Although findings obtained from various studies are inconclusive in determining whether plasma platelet-activating factor acetylhydrolase, or lipoprotein-associated phospholipase A2, plays a proatherogenic or antiatherogenic role in atherosclerosis, many recent reviews appear to favor it as a risk factor for coronary artery disease. To provide a contrasting view, this review focuses on the enzyme's antiatherogenic and antiinflammatory properties.

A recent report demonstrates that plasma platelet-activating factor acetylhydrolase activity increases in men and women with stable angina or acute coronary syndromes, supporting previously published data that plasma levels of the protein are independently and positively associated with the risk of coronary artery disease. In contrast, at least four lines of evidence indicate that the enzyme has strong antiatherogenic properties: (1) it inhibits the effects of LDL oxidation, (2) genetic deficiency of plasma levels constitutes a risk factor for vascular diseases including atherosclerosis, (3) adenoviral transfer of the protein reduces atherosclerosis in apolipoprotein E-deficient mice, and (4) pretreatment of an electronegative LDL subfraction isolated from hypercholesterolemic human plasma with a recombinant platelet-activating factor acetylhydrolase completely abolishes the proapoptotic effects of the electronegative LDL on vascular endothelial cells. Additionally, treatment with the recombinant product reduced mortality from severe sepsis in a phase IIb clinical trial. In an animal study, transfection of tumor cells with platelet-activating factor acetylhydrolase inhibited tumor growth at the site of implantation.
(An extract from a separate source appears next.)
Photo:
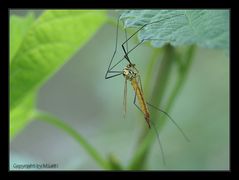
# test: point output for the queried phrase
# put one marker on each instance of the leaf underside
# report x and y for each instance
(205, 28)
Plasma platelet-activating factor acetylhydrolase becomes progressively activated as atherosclerosis progresses, but lines of evidence indicate that the enzyme possesses potent antiatherogenic and antiinflammatory properties. This raises the question of whether increased activity is a cause or a result of atherosclerosis and, consequently, whether inhibiting the enzyme's activities may decelerate or accelerate the progress of the disease.